Política para a Primeira Infância avança na Câmara como lei federal

Projeto aprovado na Comissão de Finanças e Tributação ainda será analisado pela CCJ antes de seguir para votação final

Por Câmara dos Deputados Publicado em 11/06/2026 às 14:59
Comissão da Câmara aprova projeto sobre a Política Nacional Integrada da Primeira Infância Renato Araújo / Câmara dos Deputados

A Comissão de Finanças e Tributação da Câmara dos Deputados aprovou projeto de lei que cria a Política Nacional Integrada da Primeira Infância como lei federal.

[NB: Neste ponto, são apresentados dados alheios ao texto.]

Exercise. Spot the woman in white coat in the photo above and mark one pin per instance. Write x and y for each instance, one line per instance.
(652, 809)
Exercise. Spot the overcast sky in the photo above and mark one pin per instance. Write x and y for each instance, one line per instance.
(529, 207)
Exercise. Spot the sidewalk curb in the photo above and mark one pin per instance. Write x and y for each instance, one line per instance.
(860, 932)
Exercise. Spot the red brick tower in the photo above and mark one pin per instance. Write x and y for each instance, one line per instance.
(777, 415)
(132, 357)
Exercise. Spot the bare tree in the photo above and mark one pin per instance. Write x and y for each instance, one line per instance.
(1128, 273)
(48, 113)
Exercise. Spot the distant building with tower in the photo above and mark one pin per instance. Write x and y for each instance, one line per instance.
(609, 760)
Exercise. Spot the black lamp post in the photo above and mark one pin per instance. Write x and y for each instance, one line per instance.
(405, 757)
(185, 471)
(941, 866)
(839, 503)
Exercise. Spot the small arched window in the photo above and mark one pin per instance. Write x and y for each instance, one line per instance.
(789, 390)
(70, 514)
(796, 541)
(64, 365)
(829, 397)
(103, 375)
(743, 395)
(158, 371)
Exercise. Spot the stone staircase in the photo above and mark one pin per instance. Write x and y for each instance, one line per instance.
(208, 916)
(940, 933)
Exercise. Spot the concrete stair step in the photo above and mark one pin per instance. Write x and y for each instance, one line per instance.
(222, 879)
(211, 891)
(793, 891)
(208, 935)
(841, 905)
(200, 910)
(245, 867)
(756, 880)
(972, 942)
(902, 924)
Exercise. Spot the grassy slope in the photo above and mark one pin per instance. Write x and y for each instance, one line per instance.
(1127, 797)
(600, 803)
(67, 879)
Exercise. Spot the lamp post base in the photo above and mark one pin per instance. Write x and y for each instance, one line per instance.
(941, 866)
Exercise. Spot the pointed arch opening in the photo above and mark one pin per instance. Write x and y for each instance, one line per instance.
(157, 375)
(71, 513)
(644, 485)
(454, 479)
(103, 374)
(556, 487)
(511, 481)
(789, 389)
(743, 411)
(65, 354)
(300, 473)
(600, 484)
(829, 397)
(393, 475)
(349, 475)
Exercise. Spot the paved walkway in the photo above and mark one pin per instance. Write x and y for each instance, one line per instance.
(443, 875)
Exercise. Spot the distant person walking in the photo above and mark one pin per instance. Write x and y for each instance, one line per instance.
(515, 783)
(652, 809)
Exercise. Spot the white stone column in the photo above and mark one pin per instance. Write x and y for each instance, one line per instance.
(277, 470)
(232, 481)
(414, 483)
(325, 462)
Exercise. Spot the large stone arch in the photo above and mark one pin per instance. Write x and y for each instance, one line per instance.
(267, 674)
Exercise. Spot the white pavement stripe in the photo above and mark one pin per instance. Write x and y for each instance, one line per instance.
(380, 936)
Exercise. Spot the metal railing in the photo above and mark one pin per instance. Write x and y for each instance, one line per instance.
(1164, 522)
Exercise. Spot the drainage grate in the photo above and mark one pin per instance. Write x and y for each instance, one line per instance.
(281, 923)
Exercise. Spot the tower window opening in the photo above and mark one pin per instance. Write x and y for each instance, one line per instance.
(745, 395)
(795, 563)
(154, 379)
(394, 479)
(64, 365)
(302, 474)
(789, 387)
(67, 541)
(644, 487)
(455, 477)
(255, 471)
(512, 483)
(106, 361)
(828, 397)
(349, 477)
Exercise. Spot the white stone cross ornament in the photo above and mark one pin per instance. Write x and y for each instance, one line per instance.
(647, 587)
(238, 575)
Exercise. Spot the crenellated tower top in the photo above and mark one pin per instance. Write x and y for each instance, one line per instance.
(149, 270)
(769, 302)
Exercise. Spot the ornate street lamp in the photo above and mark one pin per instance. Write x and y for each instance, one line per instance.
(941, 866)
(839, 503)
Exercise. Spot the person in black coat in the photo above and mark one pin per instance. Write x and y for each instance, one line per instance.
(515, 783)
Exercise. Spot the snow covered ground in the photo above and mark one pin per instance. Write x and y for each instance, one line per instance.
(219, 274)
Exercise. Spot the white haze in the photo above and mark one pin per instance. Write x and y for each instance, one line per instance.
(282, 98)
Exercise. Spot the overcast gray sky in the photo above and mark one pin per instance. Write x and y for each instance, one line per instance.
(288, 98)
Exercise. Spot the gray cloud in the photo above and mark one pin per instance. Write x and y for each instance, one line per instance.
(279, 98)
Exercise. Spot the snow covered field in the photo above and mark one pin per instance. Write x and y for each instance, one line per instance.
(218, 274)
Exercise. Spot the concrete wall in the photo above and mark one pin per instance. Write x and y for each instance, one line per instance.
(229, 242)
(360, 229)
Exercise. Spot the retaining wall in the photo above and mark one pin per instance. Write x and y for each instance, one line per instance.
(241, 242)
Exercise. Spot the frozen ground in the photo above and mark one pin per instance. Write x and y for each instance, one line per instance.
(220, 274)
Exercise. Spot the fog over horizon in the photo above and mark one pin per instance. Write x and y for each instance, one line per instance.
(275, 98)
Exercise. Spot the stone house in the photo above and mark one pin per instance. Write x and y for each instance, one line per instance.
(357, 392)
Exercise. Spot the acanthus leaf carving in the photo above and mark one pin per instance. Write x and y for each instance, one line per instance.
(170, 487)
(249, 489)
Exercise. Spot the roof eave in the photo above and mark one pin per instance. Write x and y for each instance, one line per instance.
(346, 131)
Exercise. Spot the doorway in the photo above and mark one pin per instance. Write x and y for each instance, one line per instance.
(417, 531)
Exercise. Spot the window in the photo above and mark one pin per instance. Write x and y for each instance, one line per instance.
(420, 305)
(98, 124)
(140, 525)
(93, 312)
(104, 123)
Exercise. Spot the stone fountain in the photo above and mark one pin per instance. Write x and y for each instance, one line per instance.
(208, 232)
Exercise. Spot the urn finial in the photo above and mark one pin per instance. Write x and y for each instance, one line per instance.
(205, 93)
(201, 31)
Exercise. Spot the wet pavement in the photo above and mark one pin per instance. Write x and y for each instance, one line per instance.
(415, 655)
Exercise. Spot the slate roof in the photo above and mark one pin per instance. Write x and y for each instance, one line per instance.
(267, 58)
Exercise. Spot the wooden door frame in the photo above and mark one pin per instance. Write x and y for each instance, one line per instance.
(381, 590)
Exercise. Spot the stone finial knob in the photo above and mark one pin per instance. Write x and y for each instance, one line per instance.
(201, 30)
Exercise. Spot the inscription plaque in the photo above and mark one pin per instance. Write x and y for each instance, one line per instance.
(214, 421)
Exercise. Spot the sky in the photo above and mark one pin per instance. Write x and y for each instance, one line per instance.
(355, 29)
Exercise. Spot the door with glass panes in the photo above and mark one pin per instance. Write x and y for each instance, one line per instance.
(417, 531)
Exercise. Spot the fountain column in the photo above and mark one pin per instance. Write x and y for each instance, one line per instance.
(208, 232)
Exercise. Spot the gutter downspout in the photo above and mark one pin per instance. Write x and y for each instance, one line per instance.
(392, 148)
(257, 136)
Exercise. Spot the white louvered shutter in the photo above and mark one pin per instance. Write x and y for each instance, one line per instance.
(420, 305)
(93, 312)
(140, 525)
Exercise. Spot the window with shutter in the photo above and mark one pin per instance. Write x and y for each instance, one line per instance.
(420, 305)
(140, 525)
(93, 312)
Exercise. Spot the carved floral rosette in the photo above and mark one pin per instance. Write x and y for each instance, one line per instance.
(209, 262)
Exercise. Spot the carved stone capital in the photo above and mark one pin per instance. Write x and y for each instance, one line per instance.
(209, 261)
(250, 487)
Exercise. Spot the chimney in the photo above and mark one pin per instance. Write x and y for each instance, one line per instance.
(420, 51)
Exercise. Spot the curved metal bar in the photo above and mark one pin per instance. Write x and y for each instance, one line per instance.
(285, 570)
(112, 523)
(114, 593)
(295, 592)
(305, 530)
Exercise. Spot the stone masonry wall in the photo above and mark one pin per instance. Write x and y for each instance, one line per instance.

A proposta tem como objetivo transformar a política, atualmente instituída por decreto presidencial, em uma política de Estado, para garantir sua continuidade independentemente de mudanças de governo.

A Política Nacional Integrada da Primeira Infância reúne ações de áreas como saúde e educação voltadas ao desenvolvimento de crianças de até seis anos. O foco é reduzir desigualdades e priorizar o atendimento a crianças com deficiência ou em situação de vulnerabilidade.

Indicadores

O texto também prevê a criação de um sistema nacional de monitoramento, com indicadores de saúde, educação e pobreza, para integrar as ações dos governos em apoio às crianças e suas famílias.

A comissão aprovou o parecer do relator, deputado José Airton Félix Cirilo (PT-CE), favorável ao Projeto de Lei 4282/25, da deputada Laura Carneiro (PSD-RJ), e às emendas adotadas pela Comissão de Previdência, Assistência Social, Infância, Adolescência e Família.

"O projeto contribui para a perenidade de uma política pública importante ao elevá-la a status de lei, ficando menos sujeita às mudanças de governo. Desse modo, protege-se o principal público beneficiado, que são as crianças na primeira infância", afirmou o relator.

As emendas estabelecem que a política atenda à primeira infância considerando diferentes contextos socioeconômicos, territoriais, culturais e condições relacionadas à deficiência.

Próximos passos

A proposta tramita em caráter conclusivo e segue agora para análise da Comissão de Constituição e Justiça e de Cidadania. Para se tornar lei, o texto ainda precisa ser aprovado pela Câmara e pelo Senado.